My experimental design is the following:
Replicate | Tissue_type | Genotype |
1 | A | HE |
2 | A | DI |
3 | A | HE |
1 | B | HE |
2 | B | HE |
3 | B | DI |
4 | B | DI |
I am interested in obtained D.E. genes for the question HE vs DI given a tissue type. I chose
to merge the tissue_type and genotype columns for the design as recommended by the DESeq2 authors.
However, the number of samples is un-balanced in my experimental design. That means that, for instance,
tissue type A may have twice as more replicates than tissue type B. This would imply that the question
HE vs DI (for tissue type A) would yield more D.E. genes at a given threshold than for tissue type B.

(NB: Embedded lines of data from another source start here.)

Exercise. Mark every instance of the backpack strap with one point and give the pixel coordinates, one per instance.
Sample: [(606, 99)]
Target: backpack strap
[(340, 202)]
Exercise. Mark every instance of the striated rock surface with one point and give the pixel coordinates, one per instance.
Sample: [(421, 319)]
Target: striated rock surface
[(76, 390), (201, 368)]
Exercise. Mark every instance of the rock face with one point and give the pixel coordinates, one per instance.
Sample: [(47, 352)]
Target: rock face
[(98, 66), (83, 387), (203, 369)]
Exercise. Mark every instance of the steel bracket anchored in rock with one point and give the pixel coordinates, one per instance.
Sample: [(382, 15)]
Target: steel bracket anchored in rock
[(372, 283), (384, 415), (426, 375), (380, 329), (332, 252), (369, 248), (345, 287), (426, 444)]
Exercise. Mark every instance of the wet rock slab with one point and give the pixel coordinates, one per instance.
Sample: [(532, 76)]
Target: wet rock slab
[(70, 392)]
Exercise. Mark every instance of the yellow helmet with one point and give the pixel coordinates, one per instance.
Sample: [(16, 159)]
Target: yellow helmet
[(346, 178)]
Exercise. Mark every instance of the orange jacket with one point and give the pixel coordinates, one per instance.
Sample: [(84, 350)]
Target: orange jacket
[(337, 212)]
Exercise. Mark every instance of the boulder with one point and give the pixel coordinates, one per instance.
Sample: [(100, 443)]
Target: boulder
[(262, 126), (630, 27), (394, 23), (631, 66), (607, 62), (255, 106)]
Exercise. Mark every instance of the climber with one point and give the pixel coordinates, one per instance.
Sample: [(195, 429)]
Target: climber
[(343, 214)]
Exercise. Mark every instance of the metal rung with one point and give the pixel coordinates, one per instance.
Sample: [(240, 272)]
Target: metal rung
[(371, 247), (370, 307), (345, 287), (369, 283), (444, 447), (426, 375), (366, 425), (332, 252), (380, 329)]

However, I want to know if a given gene is D.E. in HE vs DI for tissue type A and not for tissue type B and in both too, etc...
So, I am wondering:
- Should I balance the sample sizes by selecting randomly replicates from the tissue type that contains more?
- Should I introduce an interaction term so my formula would become: ~ tissue_type + genotype + tissue_type:genotype
Thanks for the help!
Thanks Michael!
Hello!I am facing a similar situation where I am getting many more genes than what I would probably expect biologically during a comparison of 15 vs 3 samples. If my big group has more statistical power could part of the amount of genes come from this and in that case how should someone interpret the results? Could filtering by higher logFC (apart from padj )also help? Many thanks!
I don’t recommend changing the analysis in any way for an unbalanced design.
Michael Love, can you please elaborate on what you mean by there is more statistical power (sensitivity) for the groups that have more samples? What are the effects of having more statistical power for the larger group? Thank you in advance for your clarification.
It is well known that sensitivity increases with sample size. The OP had genotypes across different tissues. If certain tissues have more samples they will have more power, for the within-tissue genotype DE question.